In this work we have established a novel approach for identifying minor QTLs that is based on the observation that superior haploid segregants of heterozygous natural or industrial diploid strains with a superior phenotype often contain recessive mutations that to some extent compromise rather than promote the phenotype of interest. As a result genetic mapping with such segregants often reveals QTLs which are linked to the inferior parent rather than to the superior parent. This allows the construction of two new parent strains which are both downgraded for the trait of interest by replacement of a superior allele with an inferior allele from the other parent. As a result, the new downgraded parent strains remain sufficiently different in the trait of interest for efficient QTL mapping and also retain all their genetic diversity, in particular all remaining minor QTLs and causative genes. We show the effectiveness of this approach by first mapping QTLs involved in high thermotolerance of a selected yeast strain compared to a control strain, identifying causative genes linked to the superior and inferior parent, constructing two downgraded parent strains and repeating the genetic mapping with the downgraded parent strains. This revealed several new minor QTLs of which we have validated two by identifying the causative gene. Interestingly, the two novel causative genes identified in this study are both involved in pre-mRNA splicing, which suggests an important role for RNA processing in conferring high thermotolerance.

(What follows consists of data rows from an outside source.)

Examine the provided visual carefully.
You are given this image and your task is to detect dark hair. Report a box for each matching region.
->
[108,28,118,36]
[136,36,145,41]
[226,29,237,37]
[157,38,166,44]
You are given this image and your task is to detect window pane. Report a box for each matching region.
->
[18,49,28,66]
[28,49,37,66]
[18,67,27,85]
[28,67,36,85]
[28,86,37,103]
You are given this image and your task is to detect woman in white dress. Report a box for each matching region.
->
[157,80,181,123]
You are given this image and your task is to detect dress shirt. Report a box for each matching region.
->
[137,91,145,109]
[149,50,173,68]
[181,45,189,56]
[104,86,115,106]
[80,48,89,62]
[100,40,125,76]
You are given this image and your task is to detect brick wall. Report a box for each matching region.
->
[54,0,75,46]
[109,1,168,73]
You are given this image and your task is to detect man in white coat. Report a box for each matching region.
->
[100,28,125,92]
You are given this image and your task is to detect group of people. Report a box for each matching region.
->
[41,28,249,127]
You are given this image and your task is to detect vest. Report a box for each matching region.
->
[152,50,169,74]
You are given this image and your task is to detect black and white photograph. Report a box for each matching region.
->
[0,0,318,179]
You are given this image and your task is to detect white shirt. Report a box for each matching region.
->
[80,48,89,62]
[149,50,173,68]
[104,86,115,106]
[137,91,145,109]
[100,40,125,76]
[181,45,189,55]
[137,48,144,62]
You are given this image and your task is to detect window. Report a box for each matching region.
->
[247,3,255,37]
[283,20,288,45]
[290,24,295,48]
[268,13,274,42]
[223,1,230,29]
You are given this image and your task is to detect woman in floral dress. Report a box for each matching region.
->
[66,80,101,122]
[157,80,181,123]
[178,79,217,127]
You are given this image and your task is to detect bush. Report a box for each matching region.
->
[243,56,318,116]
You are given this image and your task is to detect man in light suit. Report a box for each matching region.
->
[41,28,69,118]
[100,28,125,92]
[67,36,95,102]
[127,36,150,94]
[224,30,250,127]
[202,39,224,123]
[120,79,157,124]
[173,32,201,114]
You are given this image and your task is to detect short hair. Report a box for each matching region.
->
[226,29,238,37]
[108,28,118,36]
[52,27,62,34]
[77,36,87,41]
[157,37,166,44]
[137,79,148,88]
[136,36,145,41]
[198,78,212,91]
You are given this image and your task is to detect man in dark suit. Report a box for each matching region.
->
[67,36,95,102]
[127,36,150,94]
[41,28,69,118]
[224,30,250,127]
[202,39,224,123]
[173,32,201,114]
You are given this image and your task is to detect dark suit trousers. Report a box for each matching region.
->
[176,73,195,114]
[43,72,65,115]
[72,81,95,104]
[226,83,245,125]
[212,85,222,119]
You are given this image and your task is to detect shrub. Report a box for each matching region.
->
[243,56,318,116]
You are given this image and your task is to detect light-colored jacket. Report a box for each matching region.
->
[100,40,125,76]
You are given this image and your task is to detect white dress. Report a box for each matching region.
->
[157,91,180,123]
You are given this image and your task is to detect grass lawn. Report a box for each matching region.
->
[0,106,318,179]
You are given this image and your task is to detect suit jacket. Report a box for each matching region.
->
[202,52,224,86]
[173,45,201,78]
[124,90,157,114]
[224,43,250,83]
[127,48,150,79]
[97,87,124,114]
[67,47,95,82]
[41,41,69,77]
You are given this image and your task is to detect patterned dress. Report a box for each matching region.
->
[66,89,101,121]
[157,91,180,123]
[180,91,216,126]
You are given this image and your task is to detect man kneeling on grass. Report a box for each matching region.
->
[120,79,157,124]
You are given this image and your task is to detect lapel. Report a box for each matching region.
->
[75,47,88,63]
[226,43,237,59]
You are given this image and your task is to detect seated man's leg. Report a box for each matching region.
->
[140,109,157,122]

A first aspect of the invention is the use of a small nuclear ribonucleoprotein particle protein to obtain thermotolerance in yeast. Preferably said use is the use of a Prp42 protein and/or a Smd2 protein to obtain thermotolerance in yeast. PRP42 is known to the person skilled in the art and encodes an essential protein for U1 small nuclear ribonucleoprotein (snRNP) biogenesis, which has a high similarity to Prp39 (McLean and Rymond 1998). Similarly, SMD2 is known to the person skilled in the art, and the gene is also encoding a small ribonucleoprotein particle protein Preferably, said Prp42 protein as well as said Smd2 protein are encoded by a specific allele (indicated as "superior allele"), even more preferably by said Prp42 protein is encoded by the allele as present in strain BY4742 and said Smd2 protein is encoded by the allele as present in strain 21A. More preferably, said Prp42 protein comprises, even more preferably consists of SEQ ID No. 2 and said Smp2 protein comprises,, even more preferably consists of SEQ ID No. 4. In one preferred embodiment, said use is the replacement of an endogeneous allele by the superior allele. A preferred embodiment is the replacement by the superior allele of PRP42. Another preferred embodiment is the replacement with the superior allele of SMD2. Still another preferred embodiment is the replacement with both the superior alleles of both PRP42 and SMD2.0n another preferred embodiment, said use is overexpression of the gene, preferably of the superior allele, encoding the Prp42 protein and/or the overexpression of the gene, preferably the superior allele, encoding the Smd2 protein. Overexpression, as used here, means that the expression of the gene in the modified strain is higher than in the parental strain, when grown under the same conditions. As a non- limiting example, overexpression can be obtained by increasing the copy number of the gene, or by replacing the endogeneous promoter by a stronger promoter. Preferably, said yeast is a Saccharomyces sp., even more preferably a Saccharomyces cerevisiae. Thermotolerance, as used here, means that the yeast can grow at high temperatures, preferably at a temperature of more than 40°C, even more preferably more than 40,5°C, most preferably at 40.7°C or higher.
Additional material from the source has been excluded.